Here’s the example we saw earlier, using a 1,000 SNP window on the 2R chromosome arm.

ag3.plot_h12_gwss(
    contig="2R", 
    analysis="gamb_colu", 
    window_size=1000, 
    sample_sets="3.0", 
    sample_query="cohort_admin2_year == 'BF-09_Houet_gamb_2014'",
    title="BF-09_Houet_gamb_2014; window_size=1000"
)

As we saw earlier, by zooming into an established pyrethroid metabolic insecticide resistance locus, known to be under selection, we are able to see a clear peak in the H12 statistic if we have a good window size. Let’s zoom in to 28,500,000bp (Cyp6aa/p gene cluster) and remind ourselves.

However, if our window size is too small, then our signal may not be visible over background noise.
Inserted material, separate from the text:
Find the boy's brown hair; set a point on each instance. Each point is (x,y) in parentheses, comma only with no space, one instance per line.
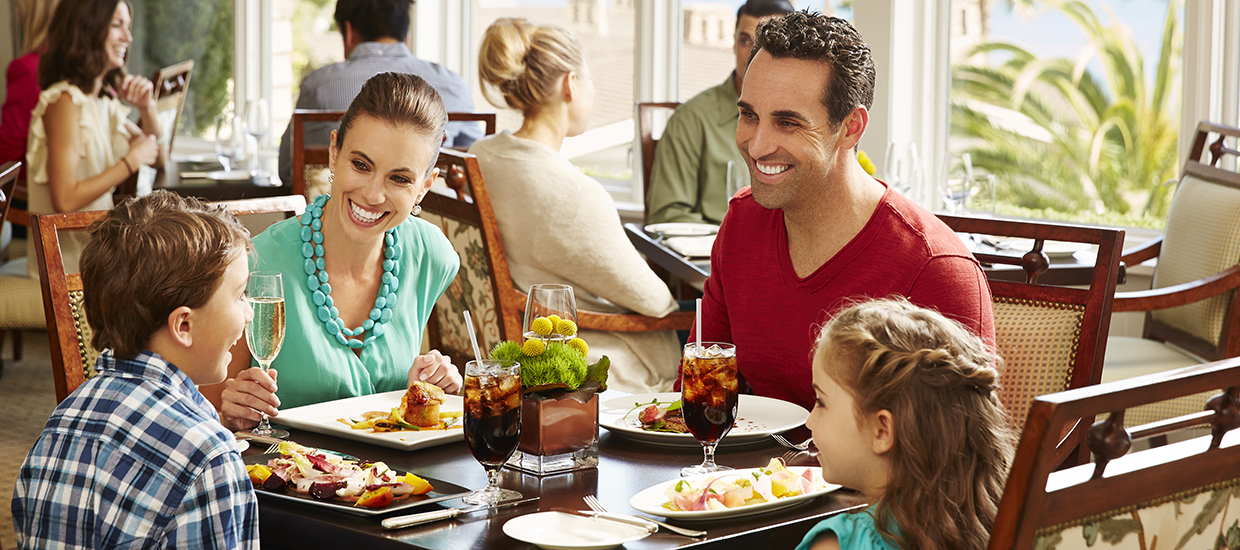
(149,257)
To illustrate what happens, let’s run the same scan but with a much smaller window size of 100 bp.

ag3.plot_h12_gwss(
    contig="2R", 
    analysis="gamb_colu", 
    window_size=100, 
    sample_sets="3.0", 
    sample_query="cohort_admin2_year == 'BF-09_Houet_gamb_2014'",
    title="BF-09_Houet_gamb_2014; window_size=100 (too small!)"
)

This scan is far too noisy and it is impossible to detect any signals.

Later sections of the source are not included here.